· Clery Neyra · aprendizaje · 3 min read
Coeficiente Intelectual
¿Qué dicen los estudios sobre la posible disminución del CI en las nuevas generaciones?

1. El efecto Flynn y las tendencias recientes
Desde la década de 1980, diversos estudios mostraron un aumento sostenido en los puntajes de coeficiente intelectual (CI) en múltiples países, fenómeno conocido como efecto Flynn. Este incremento se atribuía a mejoras en la educación, la nutrición, la salud y el entorno socioeconómico.
Sin embargo, en los últimos años algunos países han reportado una estabilización o incluso una ligera disminución de estos puntajes. Esto ha llevado a varios investigadores a plantear la hipótesis de que podríamos estar ante una desaceleración o reversión del efecto Flynn.
Referencia destacada:
- Trahan et al. (2014): En su revisión internacional sobre el “efecto Flynn”, encontraron que en ciertos contextos los puntajes de CI se han estabilizado o descendido, atribuyendo esta tendencia a factores sociales, educativos y ambientales, más que a causas genéticas o evolutivas.
2. Factores sociales y ambientales
Las condiciones sociales y del entorno tienen un papel decisivo en el desarrollo cognitivo. Cambios en la calidad educativa, el acceso a recursos culturales y tecnológicos, la nutrición y el bienestar emocional pueden reflejarse en variaciones de las puntuaciones de CI.
Cuando estos factores se deterioran —por desigualdad, estrés social o deficiencias educativas— es posible observar descensos leves en las habilidades medidas por el CI, sin que ello implique una reducción real en la capacidad intelectual de las personas.
3. Tecnología y atención: ¿una nueva variable?
El auge de la tecnología ha transformado la manera en que aprendemos, pensamos y procesamos información. Algunos estudios sugieren que el uso excesivo e inadecuado de pantallas podría afectar la concentración, la memoria y la resolución de problemas, especialmente en la infancia.
Aun así, la evidencia es inconclusa: no existe consenso científico que demuestre que la tecnología provoque una disminución del CI en sentido evolutivo. Más bien, se observa una reconfiguración de las habilidades cognitivas, con mejoras en áreas como la multitarea o la velocidad de procesamiento digital.
4. Evidencia científica reciente
- Gershenson et al. (2019) – The Changing Nature of Intelligence (revista Intelligence): Detectaron una estabilización o leve caída en ciertos grupos poblacionales, relacionada con cambios en las condiciones sociales y educativas.
- Organización Mundial de la Salud (OMS, 2021): Subraya el impacto de la nutrición, la salud infantil y las brechas de acceso como factores clave en el desarrollo cognitivo.
- Trahan et al. (2014) – The Flynn Effect: Revisión sistemática que confirma una desaceleración reciente en el aumento histórico del CI, principalmente por factores ambientales y sociales.

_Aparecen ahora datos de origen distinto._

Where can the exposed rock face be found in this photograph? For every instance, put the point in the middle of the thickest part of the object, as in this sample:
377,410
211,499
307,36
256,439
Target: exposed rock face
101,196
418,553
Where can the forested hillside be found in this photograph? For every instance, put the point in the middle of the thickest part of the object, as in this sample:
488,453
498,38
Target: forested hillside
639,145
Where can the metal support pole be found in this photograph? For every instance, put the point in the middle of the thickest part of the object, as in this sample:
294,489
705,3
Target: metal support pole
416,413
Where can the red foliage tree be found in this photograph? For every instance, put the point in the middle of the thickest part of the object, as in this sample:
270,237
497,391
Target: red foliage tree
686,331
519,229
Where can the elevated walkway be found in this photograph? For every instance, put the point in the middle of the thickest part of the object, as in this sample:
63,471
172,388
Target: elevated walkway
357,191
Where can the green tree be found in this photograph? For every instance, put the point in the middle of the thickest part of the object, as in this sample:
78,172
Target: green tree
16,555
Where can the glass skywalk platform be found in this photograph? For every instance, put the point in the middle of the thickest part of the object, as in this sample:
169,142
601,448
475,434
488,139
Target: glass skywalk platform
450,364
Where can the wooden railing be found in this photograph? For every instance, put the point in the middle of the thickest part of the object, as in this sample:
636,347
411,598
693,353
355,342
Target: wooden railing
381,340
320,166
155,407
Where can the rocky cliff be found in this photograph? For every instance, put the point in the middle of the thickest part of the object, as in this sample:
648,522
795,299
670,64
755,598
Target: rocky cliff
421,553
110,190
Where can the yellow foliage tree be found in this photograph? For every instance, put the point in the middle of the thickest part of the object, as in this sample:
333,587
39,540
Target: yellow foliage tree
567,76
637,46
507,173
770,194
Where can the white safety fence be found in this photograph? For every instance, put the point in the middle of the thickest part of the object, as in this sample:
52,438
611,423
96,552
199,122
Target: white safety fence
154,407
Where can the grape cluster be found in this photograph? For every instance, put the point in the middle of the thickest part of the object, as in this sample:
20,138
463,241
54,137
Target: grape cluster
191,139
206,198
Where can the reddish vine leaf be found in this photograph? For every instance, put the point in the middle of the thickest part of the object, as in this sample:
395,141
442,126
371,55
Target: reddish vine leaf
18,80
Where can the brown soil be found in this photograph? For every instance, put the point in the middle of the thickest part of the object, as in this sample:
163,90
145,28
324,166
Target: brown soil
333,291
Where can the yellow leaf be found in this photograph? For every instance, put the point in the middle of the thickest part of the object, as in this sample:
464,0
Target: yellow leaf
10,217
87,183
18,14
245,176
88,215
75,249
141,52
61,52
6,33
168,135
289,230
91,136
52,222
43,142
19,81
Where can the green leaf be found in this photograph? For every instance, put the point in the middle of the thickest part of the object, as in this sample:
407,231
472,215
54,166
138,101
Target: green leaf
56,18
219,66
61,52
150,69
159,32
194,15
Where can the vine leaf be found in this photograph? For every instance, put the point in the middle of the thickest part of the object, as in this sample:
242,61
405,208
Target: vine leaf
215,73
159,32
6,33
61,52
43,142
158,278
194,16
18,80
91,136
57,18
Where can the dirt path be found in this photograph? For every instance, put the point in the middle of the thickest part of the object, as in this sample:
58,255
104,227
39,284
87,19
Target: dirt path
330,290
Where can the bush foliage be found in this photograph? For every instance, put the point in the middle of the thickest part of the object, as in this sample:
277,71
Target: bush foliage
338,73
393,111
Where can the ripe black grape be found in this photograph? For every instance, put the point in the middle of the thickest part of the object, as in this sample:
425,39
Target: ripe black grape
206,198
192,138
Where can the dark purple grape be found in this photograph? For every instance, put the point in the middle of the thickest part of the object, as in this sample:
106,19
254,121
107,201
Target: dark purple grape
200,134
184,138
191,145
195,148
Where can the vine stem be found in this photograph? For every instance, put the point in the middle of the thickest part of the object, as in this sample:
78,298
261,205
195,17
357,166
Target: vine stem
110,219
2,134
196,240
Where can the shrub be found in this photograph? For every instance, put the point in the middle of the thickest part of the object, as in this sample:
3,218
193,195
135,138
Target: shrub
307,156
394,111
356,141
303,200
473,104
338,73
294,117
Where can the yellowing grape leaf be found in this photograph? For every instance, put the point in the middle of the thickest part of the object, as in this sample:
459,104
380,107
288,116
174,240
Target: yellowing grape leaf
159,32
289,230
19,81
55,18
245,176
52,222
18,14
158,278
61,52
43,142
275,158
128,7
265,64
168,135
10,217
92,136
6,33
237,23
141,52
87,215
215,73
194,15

5. ¿Tiene relación con la evolución biológica?
El proceso evolutivo genético ocurre a lo largo de miles de años, por lo que no existen evidencias que vinculen los cambios recientes en el CI con una modificación biológica o genética de la población.
Los descensos observados en algunas regiones parecen responder a factores culturales, educativos y socioeconómicos, más que a la evolución en sentido estricto.
En resumen, no hay pruebas sólidas que indiquen que las nuevas generaciones sean “menos inteligentes”. Lo que se observa es una transformación del entorno y de las condiciones que influyen en cómo se desarrollan y se evalúan las capacidades cognitivas.